Between January 2009 and December 2013, patients newly diagnosed with esophageal cancer and treated with PBT, with or without chemotherapy, were retrospectively recruited from a database of 4 PBT centers in Japan. The diagnosis of esophageal cancer was histologically confirmed for all patients based on a biopsy results obtained prior to each treatment. All patients were assessed for their clinical stage of esophageal cancer (Union for International Cancer Control 8th edition) using endoscopy, esophagram, computed tomography (CT), and positron emission tomography-CT. The inclusion criteria were as follows: A histologically confirmed diagnosis of squamous cell carcinoma or adenocarcinoma of esophagus, absence of metastases to distant organs, no other sites with uncontrolled cancer within 5 years before this treatment, and no prior treatments for esophageal cancer. Prior photon radiotherapy for ENI, which was the prophylactic lymph node irradiation, was allowed, because PBT fields were not large to cover ENI in all center.

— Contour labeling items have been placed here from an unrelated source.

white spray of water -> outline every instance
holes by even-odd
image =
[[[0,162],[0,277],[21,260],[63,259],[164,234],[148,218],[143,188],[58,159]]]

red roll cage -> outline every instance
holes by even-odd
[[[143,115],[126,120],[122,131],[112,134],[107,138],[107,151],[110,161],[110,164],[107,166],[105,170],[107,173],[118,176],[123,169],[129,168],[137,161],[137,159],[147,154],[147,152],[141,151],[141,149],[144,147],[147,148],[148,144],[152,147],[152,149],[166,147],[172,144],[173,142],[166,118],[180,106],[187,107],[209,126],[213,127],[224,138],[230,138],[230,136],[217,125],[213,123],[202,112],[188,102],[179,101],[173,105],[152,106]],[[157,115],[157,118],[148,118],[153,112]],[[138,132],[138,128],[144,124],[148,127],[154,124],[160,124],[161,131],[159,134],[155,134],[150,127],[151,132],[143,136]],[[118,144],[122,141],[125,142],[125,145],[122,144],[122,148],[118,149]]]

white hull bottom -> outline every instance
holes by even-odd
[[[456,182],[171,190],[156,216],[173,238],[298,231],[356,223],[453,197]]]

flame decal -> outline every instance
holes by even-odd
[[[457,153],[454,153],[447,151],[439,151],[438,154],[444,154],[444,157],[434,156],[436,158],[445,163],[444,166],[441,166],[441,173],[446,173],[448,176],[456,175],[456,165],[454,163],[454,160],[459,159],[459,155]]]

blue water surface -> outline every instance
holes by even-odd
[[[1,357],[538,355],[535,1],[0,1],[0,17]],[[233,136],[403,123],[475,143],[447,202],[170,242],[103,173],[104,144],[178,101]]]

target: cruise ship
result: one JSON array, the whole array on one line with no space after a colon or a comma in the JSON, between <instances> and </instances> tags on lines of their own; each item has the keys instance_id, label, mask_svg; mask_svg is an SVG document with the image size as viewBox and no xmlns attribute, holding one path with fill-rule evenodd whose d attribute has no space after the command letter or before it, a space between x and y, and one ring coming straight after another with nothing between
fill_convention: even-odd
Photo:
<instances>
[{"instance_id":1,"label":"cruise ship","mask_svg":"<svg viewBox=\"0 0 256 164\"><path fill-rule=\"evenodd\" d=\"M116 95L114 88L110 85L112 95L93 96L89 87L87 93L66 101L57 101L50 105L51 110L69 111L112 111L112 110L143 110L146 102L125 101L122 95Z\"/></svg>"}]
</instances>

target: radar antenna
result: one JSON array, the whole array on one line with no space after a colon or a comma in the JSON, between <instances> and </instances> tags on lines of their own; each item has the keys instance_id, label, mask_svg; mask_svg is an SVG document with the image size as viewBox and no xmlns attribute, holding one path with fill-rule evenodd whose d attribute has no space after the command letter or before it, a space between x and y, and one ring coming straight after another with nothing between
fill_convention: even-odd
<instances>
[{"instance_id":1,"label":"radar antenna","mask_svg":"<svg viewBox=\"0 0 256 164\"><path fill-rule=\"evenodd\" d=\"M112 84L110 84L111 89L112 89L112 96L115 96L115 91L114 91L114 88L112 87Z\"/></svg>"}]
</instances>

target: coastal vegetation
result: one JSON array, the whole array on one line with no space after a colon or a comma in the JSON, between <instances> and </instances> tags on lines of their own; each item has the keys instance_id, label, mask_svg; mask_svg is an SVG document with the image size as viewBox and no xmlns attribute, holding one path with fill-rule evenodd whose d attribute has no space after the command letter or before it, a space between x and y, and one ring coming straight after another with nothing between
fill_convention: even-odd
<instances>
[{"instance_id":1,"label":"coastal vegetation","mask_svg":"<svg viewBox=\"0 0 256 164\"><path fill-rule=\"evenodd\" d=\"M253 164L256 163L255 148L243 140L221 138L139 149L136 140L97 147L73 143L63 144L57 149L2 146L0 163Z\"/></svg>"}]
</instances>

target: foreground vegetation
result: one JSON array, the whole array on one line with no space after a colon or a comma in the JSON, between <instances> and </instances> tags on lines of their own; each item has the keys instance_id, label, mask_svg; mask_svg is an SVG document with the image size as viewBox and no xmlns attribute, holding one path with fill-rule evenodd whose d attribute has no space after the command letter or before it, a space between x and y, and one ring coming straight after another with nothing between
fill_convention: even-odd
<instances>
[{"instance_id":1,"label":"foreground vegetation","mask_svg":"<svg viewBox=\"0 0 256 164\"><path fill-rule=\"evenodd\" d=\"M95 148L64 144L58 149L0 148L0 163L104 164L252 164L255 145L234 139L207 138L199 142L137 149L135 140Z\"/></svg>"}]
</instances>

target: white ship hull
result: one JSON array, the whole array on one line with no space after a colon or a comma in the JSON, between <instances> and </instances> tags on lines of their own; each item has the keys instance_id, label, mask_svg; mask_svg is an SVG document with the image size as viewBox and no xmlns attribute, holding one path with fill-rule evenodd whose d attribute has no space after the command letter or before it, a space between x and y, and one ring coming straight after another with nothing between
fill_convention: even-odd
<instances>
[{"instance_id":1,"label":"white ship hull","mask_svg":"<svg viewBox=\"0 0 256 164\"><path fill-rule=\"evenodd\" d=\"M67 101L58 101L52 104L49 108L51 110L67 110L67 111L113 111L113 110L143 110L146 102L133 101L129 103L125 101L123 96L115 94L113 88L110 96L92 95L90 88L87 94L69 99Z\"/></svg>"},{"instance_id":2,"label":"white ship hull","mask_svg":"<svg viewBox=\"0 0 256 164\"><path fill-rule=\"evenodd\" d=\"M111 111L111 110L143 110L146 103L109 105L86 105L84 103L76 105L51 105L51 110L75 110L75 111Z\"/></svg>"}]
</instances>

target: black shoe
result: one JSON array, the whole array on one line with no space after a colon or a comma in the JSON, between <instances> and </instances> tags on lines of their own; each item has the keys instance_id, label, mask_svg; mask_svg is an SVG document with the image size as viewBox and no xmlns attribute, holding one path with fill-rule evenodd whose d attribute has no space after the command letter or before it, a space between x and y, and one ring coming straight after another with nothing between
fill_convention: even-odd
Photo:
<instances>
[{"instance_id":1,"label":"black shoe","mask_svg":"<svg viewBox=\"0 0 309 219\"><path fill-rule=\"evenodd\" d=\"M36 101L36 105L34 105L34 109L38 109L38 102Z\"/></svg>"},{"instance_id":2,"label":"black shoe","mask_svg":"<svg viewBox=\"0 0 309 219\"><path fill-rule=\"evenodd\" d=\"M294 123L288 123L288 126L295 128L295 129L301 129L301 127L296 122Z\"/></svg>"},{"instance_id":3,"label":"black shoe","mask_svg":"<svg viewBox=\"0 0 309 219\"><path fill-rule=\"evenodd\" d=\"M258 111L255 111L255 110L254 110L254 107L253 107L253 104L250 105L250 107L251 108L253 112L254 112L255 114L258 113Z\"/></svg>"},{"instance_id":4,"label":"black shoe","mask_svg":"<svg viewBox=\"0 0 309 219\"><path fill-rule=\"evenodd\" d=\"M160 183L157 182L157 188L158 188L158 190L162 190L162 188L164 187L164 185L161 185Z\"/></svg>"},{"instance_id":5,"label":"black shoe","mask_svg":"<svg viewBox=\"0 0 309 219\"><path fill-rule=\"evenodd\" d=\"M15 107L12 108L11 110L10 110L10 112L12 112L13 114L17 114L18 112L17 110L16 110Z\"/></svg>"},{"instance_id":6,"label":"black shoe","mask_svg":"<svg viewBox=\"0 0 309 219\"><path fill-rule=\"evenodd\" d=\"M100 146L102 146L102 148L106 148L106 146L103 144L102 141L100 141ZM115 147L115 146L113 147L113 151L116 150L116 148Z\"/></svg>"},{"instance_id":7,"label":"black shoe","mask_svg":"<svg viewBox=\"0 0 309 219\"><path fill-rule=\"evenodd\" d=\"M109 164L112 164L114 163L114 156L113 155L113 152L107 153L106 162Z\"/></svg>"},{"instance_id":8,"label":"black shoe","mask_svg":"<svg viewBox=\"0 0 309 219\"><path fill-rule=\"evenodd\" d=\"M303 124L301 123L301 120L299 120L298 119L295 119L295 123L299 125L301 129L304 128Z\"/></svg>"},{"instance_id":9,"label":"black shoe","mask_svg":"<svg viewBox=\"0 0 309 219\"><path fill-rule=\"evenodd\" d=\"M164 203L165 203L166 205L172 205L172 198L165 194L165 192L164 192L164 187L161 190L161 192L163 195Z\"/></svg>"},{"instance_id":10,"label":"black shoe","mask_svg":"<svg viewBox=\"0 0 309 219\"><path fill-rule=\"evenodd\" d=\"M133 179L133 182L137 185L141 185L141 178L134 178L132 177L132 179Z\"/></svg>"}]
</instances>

4.3. Evaluation of Toxicities

Toxicities associated with the use of PBT were evaluated using the Common Terminology Criteria for Adverse Events version 4.0 (The US National Cancer Institute, Bethesda, MD, USA) [34]. We assessed the incidence of esophageal ulcers, esophageal fistulas, pericardial effusion, pleural effusion, and pneumonitis.

4.4. Statistical Analysis

The reported dose of PBT was calculated by multiplying 1.1 considering RBE. Because 1.8–2.2 Gy (RBE) per fraction was used, the effects of PBT on esophageal cancer were comparable with those of BED. An alpha/beta ratio of 10 Gy was used to calculate BED using a linear-quadratic model, which were as follows: BED Gy (RBE) = total dose × (1 + dose per fraction/10). All statistical analyses were carried out using the Statistical Package for the Social Sciences software (version 22, SPSS Inc., Chicago, IL, USA). The overall OS time was defined as the time between the start of treatment and the last follow-up. In this study, the LC includes both LC locations of high dose and marginal areas. The LC time was defined as the time between the start of treatment and the date on which tumor recurrence was found or the last follow-up. A Kaplan–Meier test was used to estimate OS and LC. Univariate analysis was performed via univariate Cox regression analysis. Factors with a p-value < 0.1 in the univariate analysis were used in the multivariate Cox regression analysis. All p-values were two-sided, and p values < 0.05 were considered statistically significant.

5. Conclusions

PBT was not inferior to photon radiotherapy in terms of efficacy for the treatment of esophageal cancer, and the use of such treatment resulted in a lower incidence of cardiopulmonary toxicities. Thus, PBT can be used as an alternative treatment in patients with esophageal cancer.